Videos by American Songwriter

Videos by American Songwriter

If you like piña coladas and gettin’ caught in the rain, this article is probably for you.

Singer/songwriter Rupert Holmes released the beachy song “Escape (The Piña Colada Song)” in 1979, and it’s stuck around ever since. The song’s familiar breezy and trouble-free sound immediately puts us in a vacation headspace, and we tip our hats to Holmes for that. But how did we get there? Below we’ll explore the meaning behind the “Escape” lyrics and how Holmes felt about his most successful single.

The meaning behind the lyrics

The lyrics of “Escape (The Piña Colada Song)” tells the story of two lovers. The opening verse introduces a male narrator who is, quite frankly, bored with his current relationship.

I was tired of my lady
We’d been together too long

Amid his restlessness, the narrator responds to a newspaper ad. The author of the ad is very specific about what they are looking for, and they’re looking for a new lover. We find out in the chorus that the ad author, presumed and later proven to be a “lady,” is looking for someone spontaneous with an affinity for a particular tropical drink.

If you like piña coladas
And gettin’ caught in the rain
If you’re not into yoga
If you have half a brain
If you like makin’ love at midnight
In the dunes on the cape
Then I’m the love that you’ve looked for
Write to me and escape

Once the man has responded to the ad, he goes to meet up with the anonymous lady at a bar called O’Malley’s.
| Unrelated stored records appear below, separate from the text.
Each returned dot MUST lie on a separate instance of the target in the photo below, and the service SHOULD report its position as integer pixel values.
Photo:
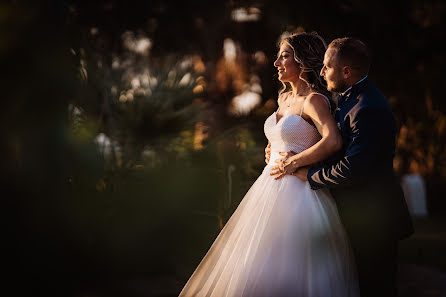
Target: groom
(361, 177)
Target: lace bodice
(290, 133)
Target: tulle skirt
(284, 239)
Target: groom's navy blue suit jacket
(361, 176)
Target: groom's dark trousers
(369, 198)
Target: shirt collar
(358, 82)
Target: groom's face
(332, 72)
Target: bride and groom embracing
(325, 216)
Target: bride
(285, 239)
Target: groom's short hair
(352, 52)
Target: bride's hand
(286, 165)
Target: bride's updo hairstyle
(309, 50)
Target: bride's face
(288, 69)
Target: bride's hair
(309, 50)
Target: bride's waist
(276, 154)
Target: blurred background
(132, 129)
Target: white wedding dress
(284, 239)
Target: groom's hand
(286, 166)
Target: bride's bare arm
(317, 108)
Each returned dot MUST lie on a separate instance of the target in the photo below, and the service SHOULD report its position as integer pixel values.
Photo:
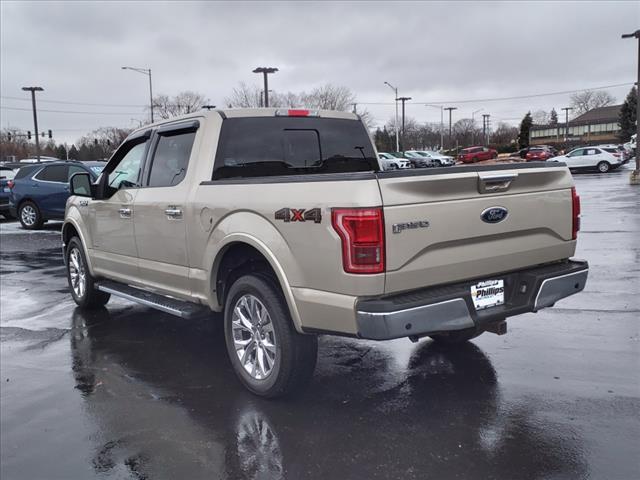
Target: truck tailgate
(435, 232)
There he discovers that the mysterious lady was, in fact, his partner whom he was bored with at the beginning of the song. Thus, the meaning behind these lyrics becomes quite redemptive. The two characters in “Escape (The Piña Colada Song)” learn that they actually have more in common than they thought. Then they seemingly begin to learn to love each other all over again.

Rupert Holmes’s resentment for The Piña Colada Song

“Escape (The Piña Colada Song)” was Holmes’s most commercially successful song. It topped the charts in the United States and was the final song of the 1970s to do so. The song’s legacy also lingers along with Holmes’s as popular culture still broadcasts the track in films, TV series, and almost every local bar.

But Holmes has grown to resent the carefree song to some degree. He feels that the song has overshadowed the rest of his career, his other accomplishments in particular. The songwriter has also won awards for writing musicals (The Mystery of Edwin Drood) and a TV series (Remember WENN).

“I have a feeling that if I saved an entire orphanage from a fire and carried the last child out on my shoulders, as I stood there charred and smoking, they’d say, ‘Aren’t you the guy who wrote the piña colada song?’ It’s tough when you have this one thing that pulls focus from all these other things that you’ve done, yet every songwriter lives to have a song that most everybody knows,” Holmes told Songfacts.

Touché, Holmes, but we still like belting out If you like piña coladas every time the song comes on.